Il secondo motivo di questo atteggiamento è dovuto a motivi interni: è sempre più evidente una spaccatura fra il ministero cinese degli esteri e il ministero degli affari religiosi. I primi vedono bene un rapporto disteso col Vaticano, che permetterebbe alla Cina di avere uno status più dignitoso e accettabile nella comunità internazionale; gli altri vedono il Vaticano e la sua richiesta di libertà come una minaccia al loro potere.

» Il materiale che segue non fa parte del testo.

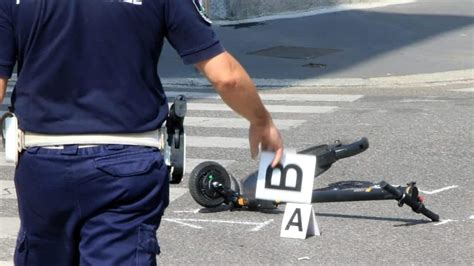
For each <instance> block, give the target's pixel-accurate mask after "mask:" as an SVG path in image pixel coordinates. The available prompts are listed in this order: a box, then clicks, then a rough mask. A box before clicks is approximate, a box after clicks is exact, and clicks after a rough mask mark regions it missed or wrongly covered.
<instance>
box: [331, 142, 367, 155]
mask: <svg viewBox="0 0 474 266" xmlns="http://www.w3.org/2000/svg"><path fill="white" fill-rule="evenodd" d="M368 148H369V140H368V139H367V138H365V137H364V138H361V139H360V140H358V141H355V142H353V143H350V144H344V145H341V146H339V147H336V149H335V150H334V151H335V153H336V160H339V159H343V158H347V157H351V156H354V155H357V154H359V153H361V152H363V151H365V150H367V149H368Z"/></svg>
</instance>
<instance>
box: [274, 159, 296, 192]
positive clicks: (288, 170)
mask: <svg viewBox="0 0 474 266" xmlns="http://www.w3.org/2000/svg"><path fill="white" fill-rule="evenodd" d="M275 169H278V170H280V173H281V178H280V183H279V184H277V185H273V184H272V178H273V171H274V170H275ZM289 170H295V171H296V186H294V187H292V186H288V185H287V184H286V177H287V176H286V175H287V174H288V171H289ZM302 183H303V170H301V168H300V167H299V166H298V165H296V164H288V165H286V166H285V167H283V166H282V165H281V164H278V165H277V166H276V167H275V168H272V167H271V165H269V166H268V168H267V171H266V175H265V188H270V189H279V190H287V191H301V185H302Z"/></svg>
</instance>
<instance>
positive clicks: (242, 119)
mask: <svg viewBox="0 0 474 266" xmlns="http://www.w3.org/2000/svg"><path fill="white" fill-rule="evenodd" d="M273 122H274V123H275V125H276V126H277V127H278V128H279V129H280V130H285V129H291V128H295V127H298V126H301V125H302V124H304V123H305V122H306V120H291V119H283V120H281V119H274V120H273ZM184 125H185V126H188V127H210V128H245V129H247V128H248V127H249V122H248V121H247V120H245V119H244V118H220V117H186V118H185V119H184Z"/></svg>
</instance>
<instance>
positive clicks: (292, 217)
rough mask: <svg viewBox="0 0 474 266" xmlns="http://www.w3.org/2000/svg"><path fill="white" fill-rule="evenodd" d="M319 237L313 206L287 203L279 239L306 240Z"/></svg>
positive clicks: (310, 205)
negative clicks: (294, 238)
mask: <svg viewBox="0 0 474 266" xmlns="http://www.w3.org/2000/svg"><path fill="white" fill-rule="evenodd" d="M314 235H317V236H319V235H321V233H320V232H319V227H318V222H317V221H316V216H315V215H314V209H313V205H311V204H297V203H287V204H286V208H285V214H284V215H283V221H282V224H281V232H280V236H281V237H288V238H299V239H306V237H308V236H314Z"/></svg>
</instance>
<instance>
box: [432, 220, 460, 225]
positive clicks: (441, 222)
mask: <svg viewBox="0 0 474 266" xmlns="http://www.w3.org/2000/svg"><path fill="white" fill-rule="evenodd" d="M452 222H457V221H456V220H451V219H447V220H441V222H439V223H436V224H434V225H443V224H447V223H452Z"/></svg>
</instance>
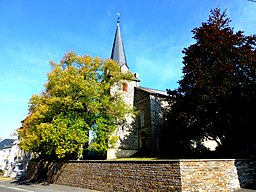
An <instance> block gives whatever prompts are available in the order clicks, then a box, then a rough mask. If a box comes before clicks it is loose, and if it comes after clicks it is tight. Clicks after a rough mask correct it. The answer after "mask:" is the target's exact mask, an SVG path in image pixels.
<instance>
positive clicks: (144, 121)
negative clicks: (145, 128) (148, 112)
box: [140, 110, 145, 127]
mask: <svg viewBox="0 0 256 192" xmlns="http://www.w3.org/2000/svg"><path fill="white" fill-rule="evenodd" d="M144 126H145V112H144V110H142V111H141V112H140V127H144Z"/></svg>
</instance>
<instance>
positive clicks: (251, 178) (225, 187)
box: [27, 159, 256, 192]
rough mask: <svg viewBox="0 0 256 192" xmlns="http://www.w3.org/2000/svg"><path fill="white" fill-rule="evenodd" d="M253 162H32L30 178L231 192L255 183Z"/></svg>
mask: <svg viewBox="0 0 256 192" xmlns="http://www.w3.org/2000/svg"><path fill="white" fill-rule="evenodd" d="M255 168H256V162H255V161H252V160H234V159H224V160H221V159H217V160H216V159H212V160H211V159H210V160H209V159H208V160H202V159H196V160H155V161H58V162H57V161H54V162H43V161H41V162H40V161H31V162H30V164H29V166H28V170H27V175H28V178H29V179H44V180H45V181H46V180H47V181H48V182H50V183H55V184H61V185H69V186H76V187H83V188H88V189H93V190H98V191H129V192H130V191H168V192H169V191H175V192H179V191H184V192H193V191H194V192H196V191H204V192H211V191H212V192H216V191H224V192H230V191H235V190H236V189H239V188H240V187H244V186H246V185H248V184H252V183H255V182H256V171H255Z"/></svg>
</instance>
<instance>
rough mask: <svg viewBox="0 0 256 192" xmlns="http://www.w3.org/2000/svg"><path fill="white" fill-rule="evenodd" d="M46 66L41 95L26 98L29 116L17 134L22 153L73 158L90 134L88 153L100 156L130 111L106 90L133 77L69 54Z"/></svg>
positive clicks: (73, 52) (127, 106)
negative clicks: (45, 74)
mask: <svg viewBox="0 0 256 192" xmlns="http://www.w3.org/2000/svg"><path fill="white" fill-rule="evenodd" d="M51 66H52V70H51V72H50V73H49V74H48V82H47V83H46V84H45V90H44V91H43V92H42V93H41V94H38V95H33V96H32V97H31V99H30V101H29V114H28V117H27V118H26V119H25V120H24V122H23V125H22V128H21V129H19V131H18V134H19V137H20V138H21V142H20V146H21V148H22V149H24V150H26V151H33V152H36V153H38V154H39V155H40V156H41V157H51V158H70V157H73V158H77V157H78V156H80V155H81V154H82V152H83V151H84V150H87V149H88V141H89V131H90V130H91V131H93V133H94V143H93V144H92V145H91V146H90V149H92V150H96V151H97V152H99V153H104V152H105V151H106V150H107V147H108V144H109V141H110V140H111V139H110V138H111V135H112V134H113V132H114V131H115V130H116V127H117V124H118V123H119V121H121V120H122V119H123V118H124V115H125V114H126V113H132V111H133V109H131V108H130V107H129V106H126V105H125V103H124V102H123V100H122V96H121V95H120V94H118V93H115V94H111V89H112V87H113V86H116V84H117V83H118V82H120V81H121V80H127V81H129V80H131V78H132V75H131V74H130V73H121V70H120V67H119V65H118V64H117V63H115V62H114V61H113V60H110V59H107V60H102V59H100V58H92V57H90V56H79V55H76V54H75V53H74V52H70V53H68V54H66V55H65V56H64V57H63V59H62V60H61V62H60V63H54V62H51Z"/></svg>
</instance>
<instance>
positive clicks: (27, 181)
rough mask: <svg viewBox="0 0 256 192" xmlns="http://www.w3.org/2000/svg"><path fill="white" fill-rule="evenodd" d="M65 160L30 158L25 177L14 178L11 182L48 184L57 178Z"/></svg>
mask: <svg viewBox="0 0 256 192" xmlns="http://www.w3.org/2000/svg"><path fill="white" fill-rule="evenodd" d="M63 166H65V161H46V160H39V159H33V160H30V161H29V163H28V166H27V169H26V178H24V179H16V180H15V181H14V182H13V183H16V184H19V185H31V184H43V185H48V184H51V183H54V181H56V180H58V178H59V176H60V175H61V173H62V170H63Z"/></svg>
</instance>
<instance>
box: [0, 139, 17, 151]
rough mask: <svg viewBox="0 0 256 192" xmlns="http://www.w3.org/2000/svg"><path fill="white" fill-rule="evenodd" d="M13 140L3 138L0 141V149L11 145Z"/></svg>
mask: <svg viewBox="0 0 256 192" xmlns="http://www.w3.org/2000/svg"><path fill="white" fill-rule="evenodd" d="M15 140H16V139H4V140H3V141H1V142H0V150H3V149H5V148H9V147H12V146H13V143H14V141H15Z"/></svg>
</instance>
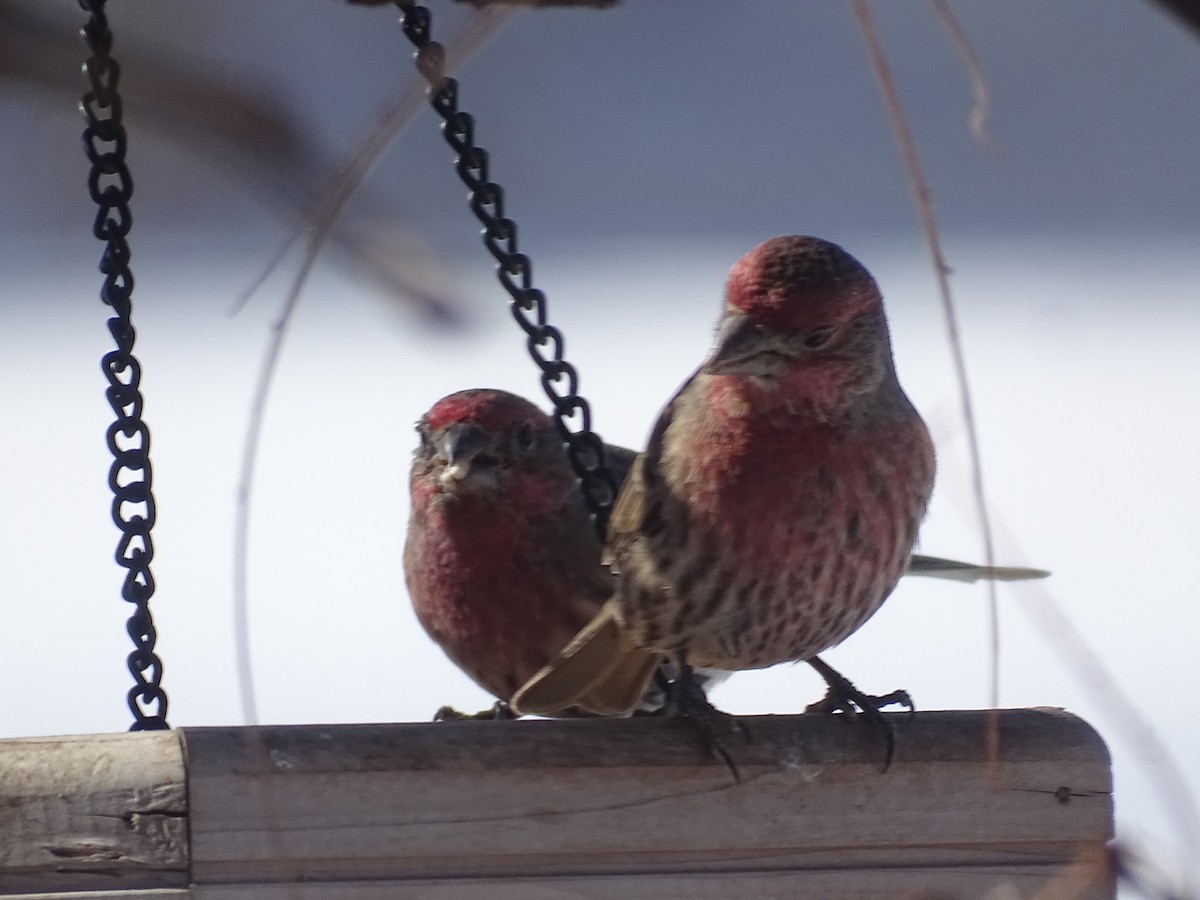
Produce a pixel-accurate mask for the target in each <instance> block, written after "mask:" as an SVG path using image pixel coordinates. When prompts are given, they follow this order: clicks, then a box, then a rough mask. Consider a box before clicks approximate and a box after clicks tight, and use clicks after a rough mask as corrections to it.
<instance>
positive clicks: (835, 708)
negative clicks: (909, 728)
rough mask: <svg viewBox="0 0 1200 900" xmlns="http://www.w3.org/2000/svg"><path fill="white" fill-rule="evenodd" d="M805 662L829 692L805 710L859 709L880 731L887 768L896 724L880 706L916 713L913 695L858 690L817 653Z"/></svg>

Una fonte del Partito a Pechino ha rivelato ad AsiaNews che la presenza del vescovo scomunicato Lei Shiyin a Chengdu e a Xichang è stata voluta proprio dalla Sara e dal Fronte unito e non dal ministero degli esteri, che ha taciuto per l’imbarazzo.

Ma anche il Vaticano ha taciuto lasciando credere ai fedeli e ai cristiani di tutto il mondo che ormai le celebrazioni con vescovi illeciti sono qualcosa di ovvio e la libertà religiosa non è più “la cartina al tornasole di tutti i diritti umani” (Giovanni Paolo II), ma un bene superfluo di cui si può fare a meno pur di salvare una flebile speranza nei rapporti diplomatici.

Per tutto questo, i cattolici ufficiali e sotterranei si appellano al papa per un giudizio autorevole sull’Assemblea e sulle ordinazioni a cui partecipano vescovi illeciti con la forza della polizia.

Ma è importante che tutta la Chiesa universale solleciti le autorità cinesi a rispettare la dignità e i diritti religiosi dei suoi cittadini, senza costringerli a partecipare a raduni e a compiere azioni contro la loro coscienza.